Note. Older Macs, iPhones and iPads (those running iOS 15, iPadOS 15, macOS 11 and macOS 12) can now be patched against both the bugs described above. See our follow-up article for full details, including Apple security bulletin links. [Updated 2023-045-10T20:40:00Z.]
11 comments on “Apple issues emergency patches for spyware-style 0-day exploits – update now!”
Wait! They told me only Google and Micro$oft had security disasters!
Apple’s QA is horrible. I stopped using Safari on my iPhone due to rendering problems on many sites. The other day, the email app did not send my email, even though it looked like it went through. I found out only because I checked my “Sent” folder and noticed that it was never sent. This is a HUGE problem as I could assume that I sent emails to important people that were never sent. I verified the bug by sending a few test emails. Restarting my iPhone resolved the problem. I’m seriously contemplating a switch to an Android phone.
Apple should be absolutely ashamed for running an OS that CANNOT sideload apps CANNOT support any third party browsers with their own engines. Is this the year 2007 seriously? how is an OS in this state even a thing today? I have so many questions.
Apple’s argument is that preventing sideloading helps to reduce the risk of malware, which is true…
…but it doesn’t prevent malware attacks, either via rogue apps blessed by Apple itself in its “this-is-supposed-to-be-totally-safe” App Store, or via kernel-level exploits, as in this severe example.
And it’s not compulsory to sideload apps, after all. (I know lots of Android users who don’t know how to enable the feature even though they could if they really wanted to; have never needed or wanted to; and probably never will.)
As for enforcing WebKit… I get the idea, for consistency in rendering and user experience, but I prefer a bit more choice myself. Just to avoid a total browsing monoculture.
My iOS 15 and iPadOS 15 just updated. I presume this same problem.
Thanks… I just (10 mins ago) got the email notifications from Apple and will write up an update shortly.
Turns out that iOS 15 and iPadOS 15 contained the same bugs as 16, but users of 15 were left silently unpatched until today. Big Sur and Monterey, it seems, have the kernel bug as well as the WebKit bug that was fixed last week, so they get a second update to bring them up to standard.
Remember when Apple users used to make fun of all the updates Windows users had to install? We told them it wasn’t because the code was crap, but because it was a much bigger target for attackers. They never stopped mocking, though. Whelp, here we are, with Apple releasing patch after patch. We were right and they were too proud to listen.

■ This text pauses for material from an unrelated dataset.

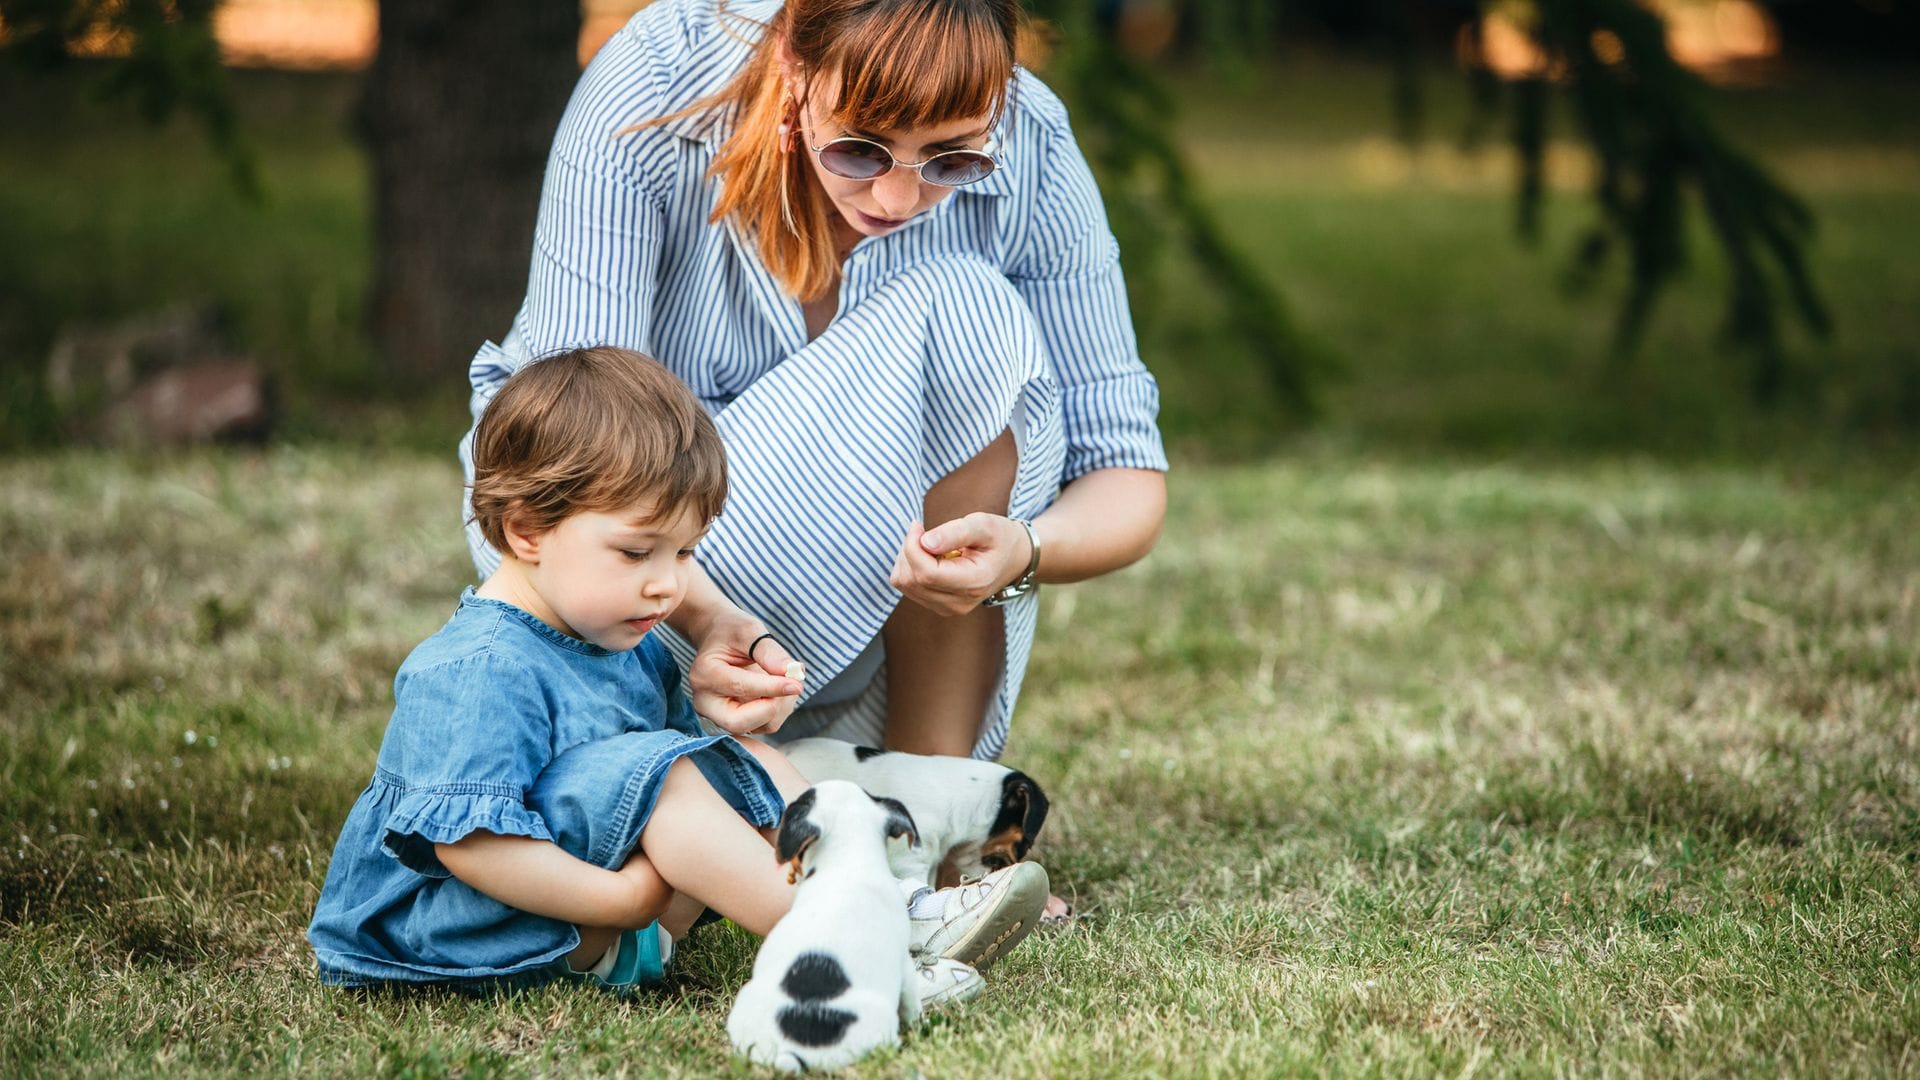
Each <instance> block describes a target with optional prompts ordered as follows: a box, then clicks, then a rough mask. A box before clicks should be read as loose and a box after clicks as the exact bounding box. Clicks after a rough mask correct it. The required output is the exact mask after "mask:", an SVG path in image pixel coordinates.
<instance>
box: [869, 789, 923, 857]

They never got viruses, either remember :-), even though the first Apple HyperCard (macro/script) virus appeared long before the first Microsoft Word virus.

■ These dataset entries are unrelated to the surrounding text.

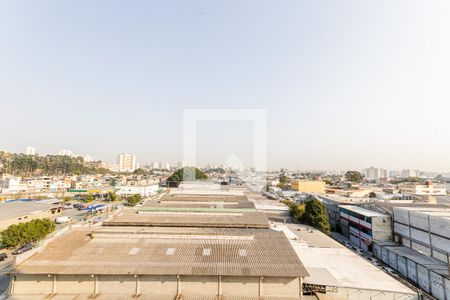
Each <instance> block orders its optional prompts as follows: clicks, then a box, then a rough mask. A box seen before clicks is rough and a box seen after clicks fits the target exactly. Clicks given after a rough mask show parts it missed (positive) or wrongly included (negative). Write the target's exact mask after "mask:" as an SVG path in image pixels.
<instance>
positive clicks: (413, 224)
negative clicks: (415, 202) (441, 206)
mask: <svg viewBox="0 0 450 300" xmlns="http://www.w3.org/2000/svg"><path fill="white" fill-rule="evenodd" d="M393 216H394V237H395V240H396V241H397V242H398V243H399V244H402V245H403V246H406V247H409V248H411V249H414V250H416V251H419V252H422V253H424V254H426V255H428V256H431V257H434V258H436V259H438V260H441V261H443V262H446V263H448V262H449V256H450V208H449V207H394V208H393Z"/></svg>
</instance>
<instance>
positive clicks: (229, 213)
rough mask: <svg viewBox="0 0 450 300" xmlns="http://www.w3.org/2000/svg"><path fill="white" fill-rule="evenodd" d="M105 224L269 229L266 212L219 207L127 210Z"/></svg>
mask: <svg viewBox="0 0 450 300" xmlns="http://www.w3.org/2000/svg"><path fill="white" fill-rule="evenodd" d="M103 225H104V226H163V227H168V226H173V227H223V228H226V227H230V228H269V224H268V222H267V220H266V218H265V216H264V214H262V213H258V212H248V211H247V210H245V209H218V208H176V207H162V208H150V207H147V208H142V209H140V210H138V211H137V212H136V211H131V210H130V211H125V212H122V213H120V214H119V215H117V216H116V217H115V218H114V219H112V220H110V221H108V222H104V223H103Z"/></svg>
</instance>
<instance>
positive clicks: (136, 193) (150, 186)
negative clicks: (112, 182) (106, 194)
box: [115, 184, 159, 197]
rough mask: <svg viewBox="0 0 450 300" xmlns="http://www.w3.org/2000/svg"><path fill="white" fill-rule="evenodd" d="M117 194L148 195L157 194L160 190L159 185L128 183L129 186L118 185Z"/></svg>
mask: <svg viewBox="0 0 450 300" xmlns="http://www.w3.org/2000/svg"><path fill="white" fill-rule="evenodd" d="M115 188H116V189H117V190H116V194H117V195H122V196H129V195H136V194H139V195H141V196H142V197H148V196H152V195H156V194H157V193H158V191H159V185H157V184H153V185H128V186H116V187H115Z"/></svg>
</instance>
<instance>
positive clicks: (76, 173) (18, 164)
mask: <svg viewBox="0 0 450 300" xmlns="http://www.w3.org/2000/svg"><path fill="white" fill-rule="evenodd" d="M0 166H1V168H0V174H1V173H8V174H13V175H16V176H34V175H41V174H45V175H63V174H99V173H103V174H106V173H108V172H109V171H108V170H107V169H104V168H99V167H98V166H96V164H95V163H85V162H84V160H83V158H82V157H70V156H66V155H47V156H39V155H25V154H22V153H20V154H17V153H7V152H3V151H0Z"/></svg>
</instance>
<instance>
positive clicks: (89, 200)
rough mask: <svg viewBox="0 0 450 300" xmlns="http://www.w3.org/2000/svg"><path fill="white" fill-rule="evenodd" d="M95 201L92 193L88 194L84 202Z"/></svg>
mask: <svg viewBox="0 0 450 300" xmlns="http://www.w3.org/2000/svg"><path fill="white" fill-rule="evenodd" d="M92 201H94V196H92V195H91V194H89V195H87V196H86V198H85V199H84V202H86V203H89V202H92Z"/></svg>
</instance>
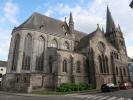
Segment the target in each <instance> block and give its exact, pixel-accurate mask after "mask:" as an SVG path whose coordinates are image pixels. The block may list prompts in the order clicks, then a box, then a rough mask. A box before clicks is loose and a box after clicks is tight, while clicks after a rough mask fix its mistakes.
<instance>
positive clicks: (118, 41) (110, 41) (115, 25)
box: [105, 7, 126, 53]
mask: <svg viewBox="0 0 133 100" xmlns="http://www.w3.org/2000/svg"><path fill="white" fill-rule="evenodd" d="M105 36H106V37H107V39H108V40H109V41H110V43H111V44H112V45H113V46H114V47H115V48H116V49H117V50H119V51H121V50H122V51H124V52H125V53H126V46H125V40H124V38H123V33H122V31H121V28H120V26H119V25H118V27H116V25H115V23H114V20H113V18H112V15H111V12H110V10H109V8H108V7H107V21H106V34H105Z"/></svg>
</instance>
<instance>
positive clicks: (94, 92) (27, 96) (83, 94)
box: [0, 90, 100, 97]
mask: <svg viewBox="0 0 133 100" xmlns="http://www.w3.org/2000/svg"><path fill="white" fill-rule="evenodd" d="M95 93H100V91H99V90H95V91H88V92H83V93H71V94H66V95H85V94H95ZM0 94H6V95H7V94H8V95H16V96H24V97H51V96H66V95H60V94H59V95H39V94H30V93H27V94H26V93H12V92H4V91H0Z"/></svg>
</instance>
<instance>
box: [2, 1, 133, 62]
mask: <svg viewBox="0 0 133 100" xmlns="http://www.w3.org/2000/svg"><path fill="white" fill-rule="evenodd" d="M130 2H131V0H0V60H7V59H8V52H9V45H10V38H11V31H12V29H13V28H14V27H15V26H18V25H20V24H21V23H22V22H24V21H25V20H27V18H28V17H30V16H31V14H32V13H33V12H39V13H42V14H45V15H47V16H50V17H53V18H56V19H60V20H64V18H65V17H66V18H67V20H68V18H69V13H70V11H71V12H72V13H73V18H74V22H75V29H77V30H80V31H83V32H86V33H88V34H89V33H91V32H92V31H94V30H95V29H96V27H97V24H99V25H100V27H104V29H105V28H106V26H105V25H106V8H107V5H108V6H109V8H110V11H111V13H112V16H113V19H114V21H115V24H116V26H117V25H118V24H120V26H121V29H122V31H123V33H124V37H125V41H126V46H127V52H128V56H129V57H133V10H132V9H131V8H130V7H129V4H130Z"/></svg>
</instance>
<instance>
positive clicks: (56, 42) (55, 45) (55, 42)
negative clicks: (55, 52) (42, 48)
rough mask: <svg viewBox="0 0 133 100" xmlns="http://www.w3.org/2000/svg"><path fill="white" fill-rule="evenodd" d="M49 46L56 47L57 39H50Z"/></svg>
mask: <svg viewBox="0 0 133 100" xmlns="http://www.w3.org/2000/svg"><path fill="white" fill-rule="evenodd" d="M51 47H54V48H57V47H58V44H57V41H56V40H55V39H54V40H52V42H51Z"/></svg>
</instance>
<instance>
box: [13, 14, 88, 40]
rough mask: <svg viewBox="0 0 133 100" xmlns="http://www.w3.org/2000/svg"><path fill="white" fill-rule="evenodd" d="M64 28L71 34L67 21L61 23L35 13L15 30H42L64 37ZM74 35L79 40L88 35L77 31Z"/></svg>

You are indeed less likely to get malware on a Mac than on Windows, possibly even much less likely, but there’s a big difference between “relatively few viruses” and “no viruses at all”. (That recent 3CX supply chain malware attack, for example, had both Windows and Mac variants.)
As for phishing attacks, where there is no actual malware executed on your computer… well, there’s no magic security smoke in macOS or iOS that makes their users less likely to get dickered into giving away something they later regret…
When it comes to cybersecurity, never assume! (And never say never.)
One more 0day of a shady cyber weapons’ org burnt! Don’t worry they will find one more.
Technically, it’s two more 0-days…
…the web-based RCE one, and the pwn-the-kernel one.